Have you asked her why she doesn't want to talk to you about it?
~Relationship Coach


----------



## I'mAllIn (Oct 20, 2011)

Maybe the problem is she doesn't like you talking to other women about sex. Do you talk to them about your sex life with her? That tends to make wives upset.


----------



## Noel1987 (Jan 2, 2012)

Are you also being possessive with each other?


----------



## Blog4Men.com (Jan 30, 2012)

Have you considered a book like Mark Driscoll's "Real Marriage"? Sometimes a book like this that you can read separately and then come back and talk about is a less threatening way to introduce a topic that is difficult to address for whatever reason and then find a common way to discuss those things. Give it a try!


----------



## Lionelhutz (Feb 2, 2012)

She probably doesn't want to talk about it with you because it is too emotionally loaded. The stakes are low when talking to anyone else. 
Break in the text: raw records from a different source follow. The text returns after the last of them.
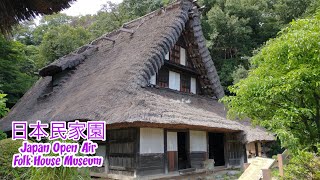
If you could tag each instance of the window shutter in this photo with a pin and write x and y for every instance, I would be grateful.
(182, 56)
(167, 56)
(177, 79)
(193, 88)
(153, 80)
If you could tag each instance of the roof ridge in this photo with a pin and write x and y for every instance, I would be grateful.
(54, 68)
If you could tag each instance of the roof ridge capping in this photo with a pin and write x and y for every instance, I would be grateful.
(76, 57)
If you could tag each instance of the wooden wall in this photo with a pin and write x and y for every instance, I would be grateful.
(198, 148)
(172, 151)
(150, 159)
(122, 150)
(234, 150)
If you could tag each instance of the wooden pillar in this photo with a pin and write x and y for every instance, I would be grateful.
(266, 174)
(280, 165)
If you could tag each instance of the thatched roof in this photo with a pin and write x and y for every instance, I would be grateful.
(108, 80)
(13, 11)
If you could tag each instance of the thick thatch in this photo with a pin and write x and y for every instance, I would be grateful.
(13, 11)
(108, 79)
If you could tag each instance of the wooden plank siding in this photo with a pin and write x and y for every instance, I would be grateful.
(234, 150)
(197, 159)
(121, 151)
(152, 163)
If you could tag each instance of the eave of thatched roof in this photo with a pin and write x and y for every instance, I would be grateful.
(108, 79)
(13, 11)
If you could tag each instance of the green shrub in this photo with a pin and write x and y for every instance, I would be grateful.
(8, 148)
(303, 165)
(50, 173)
(3, 135)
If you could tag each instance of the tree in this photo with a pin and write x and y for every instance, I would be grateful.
(16, 72)
(282, 91)
(62, 40)
(234, 29)
(3, 107)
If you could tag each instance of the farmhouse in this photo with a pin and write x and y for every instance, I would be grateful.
(153, 81)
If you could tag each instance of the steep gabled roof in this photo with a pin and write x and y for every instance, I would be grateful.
(13, 11)
(108, 79)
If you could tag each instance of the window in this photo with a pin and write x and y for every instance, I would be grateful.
(183, 56)
(175, 54)
(174, 80)
(167, 57)
(163, 78)
(185, 83)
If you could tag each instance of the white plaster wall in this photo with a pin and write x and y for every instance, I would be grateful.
(172, 140)
(198, 141)
(101, 150)
(151, 140)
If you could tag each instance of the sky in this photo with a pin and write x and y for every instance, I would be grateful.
(84, 7)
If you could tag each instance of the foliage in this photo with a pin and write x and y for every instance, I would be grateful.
(8, 148)
(235, 28)
(239, 73)
(49, 173)
(3, 135)
(3, 108)
(282, 91)
(303, 165)
(16, 71)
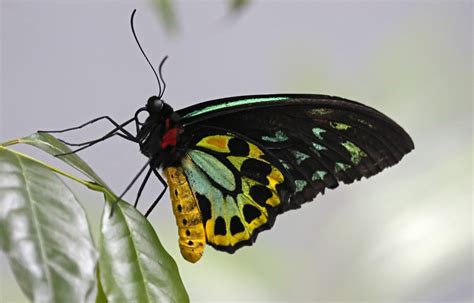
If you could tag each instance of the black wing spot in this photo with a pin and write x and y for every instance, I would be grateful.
(238, 147)
(256, 170)
(236, 225)
(251, 213)
(219, 227)
(205, 207)
(260, 194)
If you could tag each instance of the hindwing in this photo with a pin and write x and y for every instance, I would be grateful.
(239, 188)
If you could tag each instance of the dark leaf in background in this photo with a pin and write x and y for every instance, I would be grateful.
(44, 232)
(166, 14)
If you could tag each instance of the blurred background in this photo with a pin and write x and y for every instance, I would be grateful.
(404, 235)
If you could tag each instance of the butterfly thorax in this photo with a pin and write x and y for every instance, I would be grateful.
(158, 135)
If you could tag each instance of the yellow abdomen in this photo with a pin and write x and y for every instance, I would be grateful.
(192, 237)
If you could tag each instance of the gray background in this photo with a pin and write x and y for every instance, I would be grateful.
(402, 236)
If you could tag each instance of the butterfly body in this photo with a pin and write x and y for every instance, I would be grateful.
(234, 164)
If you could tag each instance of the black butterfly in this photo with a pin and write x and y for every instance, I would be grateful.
(234, 164)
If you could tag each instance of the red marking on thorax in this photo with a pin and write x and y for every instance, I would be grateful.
(169, 138)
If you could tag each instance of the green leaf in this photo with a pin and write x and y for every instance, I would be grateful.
(167, 14)
(100, 297)
(134, 266)
(44, 232)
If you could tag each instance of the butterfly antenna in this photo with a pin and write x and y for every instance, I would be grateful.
(161, 75)
(143, 52)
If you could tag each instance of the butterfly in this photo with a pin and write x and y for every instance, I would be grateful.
(234, 164)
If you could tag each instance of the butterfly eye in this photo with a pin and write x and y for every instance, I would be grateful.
(154, 105)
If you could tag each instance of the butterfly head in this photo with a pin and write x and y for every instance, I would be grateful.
(158, 108)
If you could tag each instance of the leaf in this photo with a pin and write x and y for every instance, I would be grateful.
(134, 266)
(167, 14)
(44, 232)
(100, 297)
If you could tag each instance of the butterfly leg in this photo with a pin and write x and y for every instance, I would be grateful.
(129, 186)
(165, 185)
(119, 127)
(142, 186)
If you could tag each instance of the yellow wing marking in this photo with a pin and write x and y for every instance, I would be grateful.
(192, 238)
(216, 143)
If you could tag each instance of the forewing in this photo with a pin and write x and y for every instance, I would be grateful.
(319, 140)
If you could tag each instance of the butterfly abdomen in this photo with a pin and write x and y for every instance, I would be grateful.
(192, 238)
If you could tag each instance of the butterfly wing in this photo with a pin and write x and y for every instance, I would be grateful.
(319, 140)
(238, 186)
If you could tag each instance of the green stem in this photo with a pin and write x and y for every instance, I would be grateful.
(90, 185)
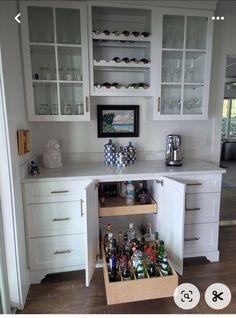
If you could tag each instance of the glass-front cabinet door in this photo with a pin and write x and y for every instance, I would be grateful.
(186, 46)
(55, 53)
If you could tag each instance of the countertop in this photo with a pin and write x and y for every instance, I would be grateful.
(148, 170)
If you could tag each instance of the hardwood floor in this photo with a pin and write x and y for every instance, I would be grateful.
(66, 294)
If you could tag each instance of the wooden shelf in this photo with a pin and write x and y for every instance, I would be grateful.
(115, 206)
(138, 289)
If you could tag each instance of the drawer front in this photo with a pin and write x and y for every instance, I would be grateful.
(202, 207)
(56, 251)
(202, 183)
(57, 191)
(55, 218)
(138, 289)
(201, 237)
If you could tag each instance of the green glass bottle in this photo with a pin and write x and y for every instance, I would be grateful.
(140, 273)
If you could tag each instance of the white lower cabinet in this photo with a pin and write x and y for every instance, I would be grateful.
(61, 220)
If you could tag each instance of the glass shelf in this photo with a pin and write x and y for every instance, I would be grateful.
(45, 99)
(41, 24)
(171, 99)
(68, 26)
(173, 31)
(70, 64)
(43, 62)
(71, 96)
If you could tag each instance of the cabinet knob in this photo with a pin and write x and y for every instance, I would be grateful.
(192, 239)
(62, 252)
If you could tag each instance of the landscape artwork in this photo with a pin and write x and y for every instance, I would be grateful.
(117, 121)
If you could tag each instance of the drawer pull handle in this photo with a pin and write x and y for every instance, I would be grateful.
(192, 239)
(60, 191)
(194, 184)
(62, 219)
(81, 207)
(193, 209)
(62, 252)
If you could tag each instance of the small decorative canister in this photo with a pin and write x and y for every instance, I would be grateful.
(131, 152)
(109, 153)
(121, 158)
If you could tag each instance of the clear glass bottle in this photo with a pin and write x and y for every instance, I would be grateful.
(140, 272)
(149, 237)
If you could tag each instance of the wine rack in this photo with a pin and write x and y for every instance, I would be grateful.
(114, 33)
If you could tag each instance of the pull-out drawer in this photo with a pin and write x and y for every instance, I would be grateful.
(202, 183)
(202, 207)
(201, 237)
(138, 289)
(55, 218)
(53, 191)
(57, 251)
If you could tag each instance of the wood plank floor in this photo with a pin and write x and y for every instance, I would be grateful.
(66, 294)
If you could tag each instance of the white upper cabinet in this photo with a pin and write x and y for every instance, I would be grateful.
(120, 50)
(183, 44)
(55, 56)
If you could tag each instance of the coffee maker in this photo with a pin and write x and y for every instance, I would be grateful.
(173, 150)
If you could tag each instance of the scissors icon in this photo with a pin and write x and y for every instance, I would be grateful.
(217, 296)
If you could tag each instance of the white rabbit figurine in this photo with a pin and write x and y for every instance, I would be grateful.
(52, 155)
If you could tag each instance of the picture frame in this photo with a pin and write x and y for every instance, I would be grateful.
(118, 120)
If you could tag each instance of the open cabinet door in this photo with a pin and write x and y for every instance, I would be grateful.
(91, 233)
(171, 213)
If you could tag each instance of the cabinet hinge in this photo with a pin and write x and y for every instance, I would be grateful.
(161, 182)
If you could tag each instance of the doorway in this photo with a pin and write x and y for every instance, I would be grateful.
(228, 145)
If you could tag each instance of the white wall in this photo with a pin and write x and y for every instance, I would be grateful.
(12, 77)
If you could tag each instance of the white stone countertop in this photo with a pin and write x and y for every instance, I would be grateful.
(141, 170)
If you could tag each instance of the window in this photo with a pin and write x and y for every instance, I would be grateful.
(228, 127)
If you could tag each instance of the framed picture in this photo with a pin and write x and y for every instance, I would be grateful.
(118, 120)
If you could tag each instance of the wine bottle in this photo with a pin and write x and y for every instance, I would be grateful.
(126, 59)
(134, 60)
(145, 34)
(145, 61)
(135, 33)
(125, 33)
(116, 59)
(106, 84)
(106, 32)
(116, 33)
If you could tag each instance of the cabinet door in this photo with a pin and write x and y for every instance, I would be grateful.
(90, 205)
(55, 54)
(185, 45)
(171, 212)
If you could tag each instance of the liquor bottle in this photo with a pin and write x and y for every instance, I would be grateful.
(126, 59)
(149, 237)
(137, 254)
(131, 233)
(116, 33)
(106, 32)
(125, 272)
(116, 59)
(106, 239)
(152, 268)
(140, 273)
(113, 272)
(145, 61)
(145, 34)
(135, 33)
(161, 254)
(106, 84)
(130, 194)
(125, 33)
(116, 85)
(165, 267)
(134, 60)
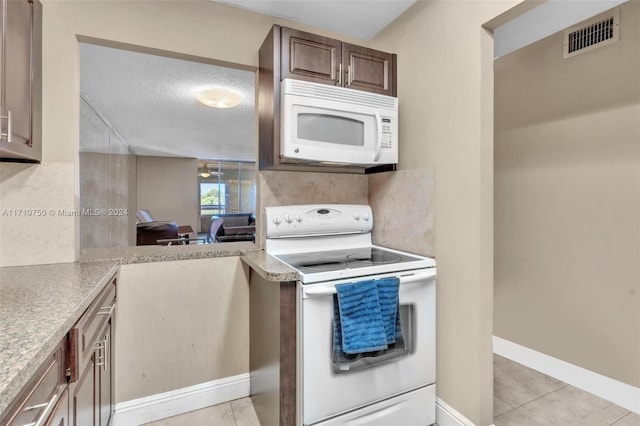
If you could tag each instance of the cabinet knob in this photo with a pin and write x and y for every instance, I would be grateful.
(9, 130)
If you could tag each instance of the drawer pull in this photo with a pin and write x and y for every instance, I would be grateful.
(45, 412)
(101, 349)
(107, 310)
(35, 407)
(9, 130)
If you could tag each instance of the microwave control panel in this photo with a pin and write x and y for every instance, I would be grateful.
(387, 133)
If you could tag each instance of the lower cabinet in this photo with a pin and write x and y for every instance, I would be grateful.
(42, 395)
(75, 384)
(91, 367)
(60, 415)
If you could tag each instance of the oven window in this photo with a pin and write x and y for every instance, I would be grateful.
(330, 129)
(369, 360)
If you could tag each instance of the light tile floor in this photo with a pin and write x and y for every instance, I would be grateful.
(525, 397)
(239, 412)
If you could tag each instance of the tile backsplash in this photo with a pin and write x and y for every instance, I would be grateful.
(404, 210)
(38, 216)
(402, 201)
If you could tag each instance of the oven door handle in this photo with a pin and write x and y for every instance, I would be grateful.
(404, 279)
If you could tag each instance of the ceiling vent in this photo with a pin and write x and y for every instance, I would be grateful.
(598, 31)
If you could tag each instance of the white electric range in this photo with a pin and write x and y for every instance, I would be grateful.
(330, 245)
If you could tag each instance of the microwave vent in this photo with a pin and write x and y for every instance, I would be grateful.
(599, 31)
(341, 94)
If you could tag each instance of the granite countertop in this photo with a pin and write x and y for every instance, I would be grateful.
(38, 306)
(40, 303)
(147, 254)
(267, 266)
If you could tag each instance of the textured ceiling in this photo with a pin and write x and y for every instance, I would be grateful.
(149, 100)
(357, 18)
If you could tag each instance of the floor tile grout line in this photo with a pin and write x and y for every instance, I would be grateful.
(233, 411)
(530, 401)
(617, 421)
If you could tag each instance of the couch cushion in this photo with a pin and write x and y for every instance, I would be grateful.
(143, 216)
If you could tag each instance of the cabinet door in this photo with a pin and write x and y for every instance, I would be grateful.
(310, 57)
(105, 378)
(84, 397)
(16, 69)
(368, 69)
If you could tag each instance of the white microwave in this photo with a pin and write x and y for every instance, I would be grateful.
(320, 123)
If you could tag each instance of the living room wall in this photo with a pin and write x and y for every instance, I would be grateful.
(168, 188)
(107, 173)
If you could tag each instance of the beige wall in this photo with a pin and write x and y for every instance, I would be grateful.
(445, 124)
(168, 188)
(445, 87)
(107, 173)
(201, 28)
(567, 193)
(194, 325)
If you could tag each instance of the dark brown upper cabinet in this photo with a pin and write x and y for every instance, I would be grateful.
(312, 57)
(288, 53)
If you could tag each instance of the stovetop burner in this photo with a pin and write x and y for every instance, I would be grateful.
(375, 256)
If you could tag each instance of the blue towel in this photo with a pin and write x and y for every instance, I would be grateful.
(387, 289)
(388, 299)
(361, 320)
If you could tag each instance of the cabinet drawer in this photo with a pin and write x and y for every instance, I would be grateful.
(85, 335)
(41, 395)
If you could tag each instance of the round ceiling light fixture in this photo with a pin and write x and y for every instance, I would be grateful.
(219, 97)
(204, 171)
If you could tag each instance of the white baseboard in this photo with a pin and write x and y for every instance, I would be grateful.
(180, 401)
(619, 393)
(446, 415)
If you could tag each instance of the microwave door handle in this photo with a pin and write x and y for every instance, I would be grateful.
(378, 119)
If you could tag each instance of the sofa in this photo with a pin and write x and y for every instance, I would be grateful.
(228, 227)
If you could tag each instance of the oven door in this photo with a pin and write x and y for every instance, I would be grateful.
(328, 391)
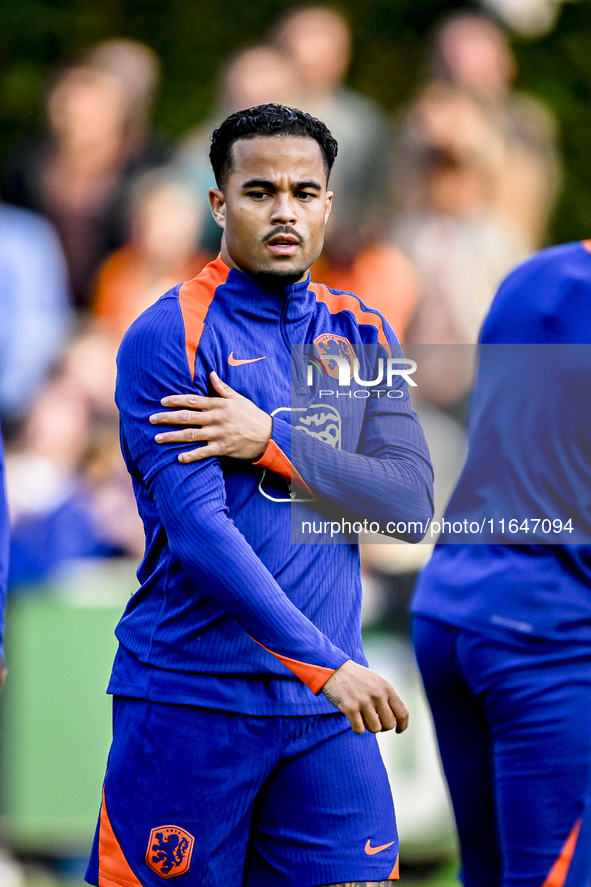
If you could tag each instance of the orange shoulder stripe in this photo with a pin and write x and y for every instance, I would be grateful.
(195, 297)
(113, 866)
(336, 302)
(313, 676)
(275, 460)
(559, 871)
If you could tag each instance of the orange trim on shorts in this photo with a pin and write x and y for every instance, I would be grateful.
(275, 460)
(195, 298)
(395, 873)
(313, 676)
(113, 866)
(559, 871)
(336, 302)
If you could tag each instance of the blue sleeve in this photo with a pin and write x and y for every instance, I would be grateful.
(191, 504)
(4, 542)
(388, 479)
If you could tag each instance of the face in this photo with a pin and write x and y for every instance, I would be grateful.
(273, 207)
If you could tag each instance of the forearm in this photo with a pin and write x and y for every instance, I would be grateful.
(222, 564)
(395, 487)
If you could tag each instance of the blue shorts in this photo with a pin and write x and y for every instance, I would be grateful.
(513, 722)
(218, 798)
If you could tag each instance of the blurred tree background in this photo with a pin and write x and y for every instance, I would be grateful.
(194, 37)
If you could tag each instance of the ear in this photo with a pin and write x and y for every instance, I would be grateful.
(327, 205)
(217, 202)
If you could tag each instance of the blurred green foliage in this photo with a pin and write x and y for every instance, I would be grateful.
(194, 37)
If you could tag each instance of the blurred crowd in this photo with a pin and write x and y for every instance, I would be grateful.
(100, 216)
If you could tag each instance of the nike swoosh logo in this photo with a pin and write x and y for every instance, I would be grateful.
(234, 362)
(371, 850)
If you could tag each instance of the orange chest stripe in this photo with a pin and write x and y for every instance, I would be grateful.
(336, 302)
(195, 298)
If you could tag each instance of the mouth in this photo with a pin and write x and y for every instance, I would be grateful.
(283, 244)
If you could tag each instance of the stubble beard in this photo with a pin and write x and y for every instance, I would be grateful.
(279, 279)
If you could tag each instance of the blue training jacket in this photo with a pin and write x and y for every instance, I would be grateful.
(231, 614)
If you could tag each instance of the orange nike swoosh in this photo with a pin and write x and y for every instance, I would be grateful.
(371, 850)
(233, 362)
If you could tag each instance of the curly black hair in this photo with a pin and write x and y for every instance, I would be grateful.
(267, 120)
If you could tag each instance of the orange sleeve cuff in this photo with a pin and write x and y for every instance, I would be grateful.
(275, 460)
(313, 676)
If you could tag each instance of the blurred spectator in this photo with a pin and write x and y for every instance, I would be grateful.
(33, 306)
(473, 53)
(317, 41)
(77, 176)
(166, 222)
(68, 491)
(137, 67)
(452, 234)
(383, 278)
(255, 76)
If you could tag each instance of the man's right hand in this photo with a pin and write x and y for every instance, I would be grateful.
(366, 699)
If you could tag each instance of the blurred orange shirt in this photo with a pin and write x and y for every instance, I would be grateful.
(382, 277)
(127, 285)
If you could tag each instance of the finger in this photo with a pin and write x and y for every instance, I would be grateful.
(199, 454)
(401, 712)
(180, 417)
(386, 715)
(189, 401)
(356, 721)
(221, 387)
(184, 435)
(371, 719)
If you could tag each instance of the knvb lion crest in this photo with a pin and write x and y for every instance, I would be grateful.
(169, 850)
(329, 345)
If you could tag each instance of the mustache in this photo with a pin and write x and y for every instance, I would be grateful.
(283, 229)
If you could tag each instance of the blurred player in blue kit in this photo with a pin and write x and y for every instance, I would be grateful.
(244, 712)
(4, 546)
(503, 632)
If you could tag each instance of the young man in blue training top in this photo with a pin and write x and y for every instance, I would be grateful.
(229, 762)
(503, 632)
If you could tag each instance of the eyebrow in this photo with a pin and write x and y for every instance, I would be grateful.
(270, 186)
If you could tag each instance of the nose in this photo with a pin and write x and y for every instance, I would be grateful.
(284, 210)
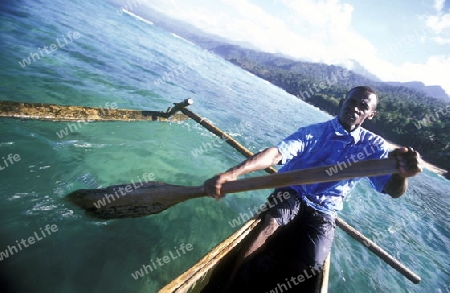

My wife was happy and open to talk about sex when things were good. As soon as there were problems, she had nothing to say and saw no point in discussing it.


----------



## Sawney Beane (May 1, 2011)

Lionelhutz said:


> She probably doesn't want to talk about it with you because it is too emotionally loaded. The stakes are low when talking to anyone else.
> 
> My wife was happy and open to talk about sex when things were good. As soon as there were problems, she had nothing to say and saw no point in discussing it.


The Homer Simpson approach!

"If something's hard to do, it's not worth doing!"

Sad, when life imitates art this way


----------



## accept (Dec 1, 2011)

I dont understand you. Even though we dont have it I want to talk about it. Is it you that doesnt want it. No wonder she doesnt want to talk about it.


----------



## Runs like Dog (Feb 25, 2011)

Do the math yourself. If she can't 'do' it, then what makes you imagine she can talk about it. They are of the same package.


----------